Depuis janvier 2011, nous sommes traversés par des émotions multiples : l’euphorie, l’envie de porter le pays à bout de bras, le découragement, le regain d’espoir, les désillusions, le désenchantement, tout ceci mêlé au fil des mois qui passent. L’avenir ? Les analyses les plus pointues, ou les plus extravagantes, sont émises ici et là. Pour nombre d’entre nous, c’est le flou le plus opaque, l’inquiétude des lendemains que l’on ignore. Au quotidien, il me faut avancer, avec la ferme volonté de soutenir et d’accompagner les écrivains dans leur rôle d’agitateur de conscience. Même si la censure a réapparu.
Pour les auteurs, est-ce un moment propice à la création ou est-ce un moment suspendu où chacun attend que l’histoire s’apaise ?
L’écrivain est à la fois dans la création, absorbant par tous ses pores les bruits de la société, et dans un long processus d’écriture qui l’emmènera probablement à un temps où l’histoire se sera apaisée. Transcrire les bouleversements qu’a connus notre pays est encore trop tôt. Il lui faut digérer les événements, puis les restituer avec le recul qui sied au romancier. Quoiqu’il en soit, l’histoire qui est en train de se faire va immanquablement nourrir les textes à venir.
Aviez-vous, avant la chute du régime, l’impression de ne pas pouvoir travailler comme bon vous semblez ? Subissiez-vous directement ou indirectement des contraintes ? Et aujourd’hui, les contraintes ont-elles changé ?
Quand j’ai commencé mon activité en 2005, la ligne rouge à ne pas franchir était connue : pas de critique envers le système au pouvoir. Des textes « citoyens » traitant de liberté, de démocratie, des élections, n’étaient pas envisageables. Des textes sur l’Islam pouvaient également être censurés. Les contraintes étaient posées clairement. Depuis le 14 janvier 2011, nous travaillons dans la liberté totale de publication. Mais quand la justice tunisienne condamne pour « atteinte au sacré » la chaîne de télévision Nessma TV après la diffusion du dessin animé Persepolis, quand des salafistes saccagent des peintures jugées blasphématoires et qu’une plainte est déposée par le ministère de la culture à l’encontre des organisateurs de l’exposition, on ne peut être qu’inquiet quant à la liberté de création, à la liberté de publication.

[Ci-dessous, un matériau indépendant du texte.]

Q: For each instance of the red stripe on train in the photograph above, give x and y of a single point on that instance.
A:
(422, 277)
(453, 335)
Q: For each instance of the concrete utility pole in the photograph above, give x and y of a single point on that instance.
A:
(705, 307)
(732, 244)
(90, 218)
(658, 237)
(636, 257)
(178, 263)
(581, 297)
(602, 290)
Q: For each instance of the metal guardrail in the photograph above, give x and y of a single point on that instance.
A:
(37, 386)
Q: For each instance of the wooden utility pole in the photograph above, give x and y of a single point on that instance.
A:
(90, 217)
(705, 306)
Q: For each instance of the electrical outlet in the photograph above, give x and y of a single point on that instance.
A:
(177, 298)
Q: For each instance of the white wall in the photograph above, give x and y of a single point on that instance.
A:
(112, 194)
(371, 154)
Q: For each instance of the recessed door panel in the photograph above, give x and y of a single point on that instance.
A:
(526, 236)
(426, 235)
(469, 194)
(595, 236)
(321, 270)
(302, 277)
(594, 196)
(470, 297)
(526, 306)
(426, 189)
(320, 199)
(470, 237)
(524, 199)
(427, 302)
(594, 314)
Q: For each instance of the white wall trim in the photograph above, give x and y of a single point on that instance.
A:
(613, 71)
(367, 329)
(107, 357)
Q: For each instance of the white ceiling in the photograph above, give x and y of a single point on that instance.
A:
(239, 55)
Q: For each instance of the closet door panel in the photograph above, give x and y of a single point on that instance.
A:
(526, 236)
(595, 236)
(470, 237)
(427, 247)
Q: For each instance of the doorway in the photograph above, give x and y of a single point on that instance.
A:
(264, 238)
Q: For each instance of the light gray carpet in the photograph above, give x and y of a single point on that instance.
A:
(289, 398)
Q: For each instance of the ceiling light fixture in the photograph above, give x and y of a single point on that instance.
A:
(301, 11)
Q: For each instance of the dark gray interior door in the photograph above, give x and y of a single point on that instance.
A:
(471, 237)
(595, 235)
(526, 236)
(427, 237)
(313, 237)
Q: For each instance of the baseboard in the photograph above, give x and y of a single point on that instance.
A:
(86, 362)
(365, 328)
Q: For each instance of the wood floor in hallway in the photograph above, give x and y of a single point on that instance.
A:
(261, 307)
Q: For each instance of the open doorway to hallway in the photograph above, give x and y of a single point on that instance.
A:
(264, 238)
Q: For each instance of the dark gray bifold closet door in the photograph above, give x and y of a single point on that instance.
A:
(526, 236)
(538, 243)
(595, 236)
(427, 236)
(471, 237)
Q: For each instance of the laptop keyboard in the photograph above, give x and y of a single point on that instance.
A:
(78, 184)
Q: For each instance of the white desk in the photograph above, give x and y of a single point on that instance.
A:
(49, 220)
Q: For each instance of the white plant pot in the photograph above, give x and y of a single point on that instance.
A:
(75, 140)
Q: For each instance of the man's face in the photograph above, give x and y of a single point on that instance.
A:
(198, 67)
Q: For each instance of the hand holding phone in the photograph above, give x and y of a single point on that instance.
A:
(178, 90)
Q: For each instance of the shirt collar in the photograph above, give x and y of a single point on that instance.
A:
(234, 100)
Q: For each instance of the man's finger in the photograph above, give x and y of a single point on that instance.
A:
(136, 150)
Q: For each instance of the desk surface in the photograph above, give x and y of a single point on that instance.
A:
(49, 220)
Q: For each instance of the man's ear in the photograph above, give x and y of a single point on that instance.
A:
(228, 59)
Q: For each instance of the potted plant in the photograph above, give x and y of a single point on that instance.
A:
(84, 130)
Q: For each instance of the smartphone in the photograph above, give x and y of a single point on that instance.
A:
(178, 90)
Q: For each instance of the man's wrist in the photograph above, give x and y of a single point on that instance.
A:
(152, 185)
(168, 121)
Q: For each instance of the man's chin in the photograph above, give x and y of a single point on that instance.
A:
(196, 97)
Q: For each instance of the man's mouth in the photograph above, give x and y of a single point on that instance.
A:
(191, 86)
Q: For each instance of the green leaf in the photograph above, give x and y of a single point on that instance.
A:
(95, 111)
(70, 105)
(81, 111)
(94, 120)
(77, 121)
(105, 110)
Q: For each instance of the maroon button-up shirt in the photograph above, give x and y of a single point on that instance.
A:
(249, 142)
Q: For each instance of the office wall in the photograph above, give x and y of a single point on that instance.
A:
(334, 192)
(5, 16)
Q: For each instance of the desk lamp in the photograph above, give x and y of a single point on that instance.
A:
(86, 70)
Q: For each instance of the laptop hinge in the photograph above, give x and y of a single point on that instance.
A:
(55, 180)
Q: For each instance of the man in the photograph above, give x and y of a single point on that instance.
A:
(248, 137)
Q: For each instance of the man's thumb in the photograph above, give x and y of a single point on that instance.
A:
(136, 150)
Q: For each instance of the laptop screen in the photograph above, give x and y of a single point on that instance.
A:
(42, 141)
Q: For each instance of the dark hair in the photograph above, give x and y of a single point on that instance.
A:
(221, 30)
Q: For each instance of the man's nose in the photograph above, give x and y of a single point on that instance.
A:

Craignez-vous que l’auto-censure soit une protection pour les gens de culture qui veulent garder un espace de parole ? Craignez-vous un mouvement d’exil touchant les créateurs ?
Malheureusement oui. Nous avons fait des compromis de tout temps, face à un système politique mais aussi face à la pression sociale. Une société conformiste et conservatrice qui a renforcé l’auto-censure. Une révolution ne suffit pas à tout changer. Quant à l’exil des créateurs, pour l’heure je ne crois pas, et je ne l’espère pas. C’est une démarche difficile, qui génère beaucoup de souffrances.
Quelle place pour les intellectuels et les artistes francophones dans la Tunisie qui s’annonce ?
Nous serons une poignée, marginalisée.
Elyzad est-elle en danger ? Qui et quoi représentent une menace ?
Pas pour l’instant. Les obscurantistes de tous bords, la pensée unique, sont une menace.
Êtes-vous encore optimiste quant à une évolution démocratique rapide du pays ou l’inquiétude domine-t-elle ?
Je ne pense pas qu’il y ait d’évolution démocratique rapide. La démocratie est un long apprentissage que nous entamons à peine. Nous ne pouvons prédire quoi que ce soit de l’avenir, qui le pourrait ? La route sera certainement chaotique, les turbulences nombreuses, et il nous faudra faire face, résister coûte que coûte à toute forme d’embrigadement, d’emprisonnement de la pensée.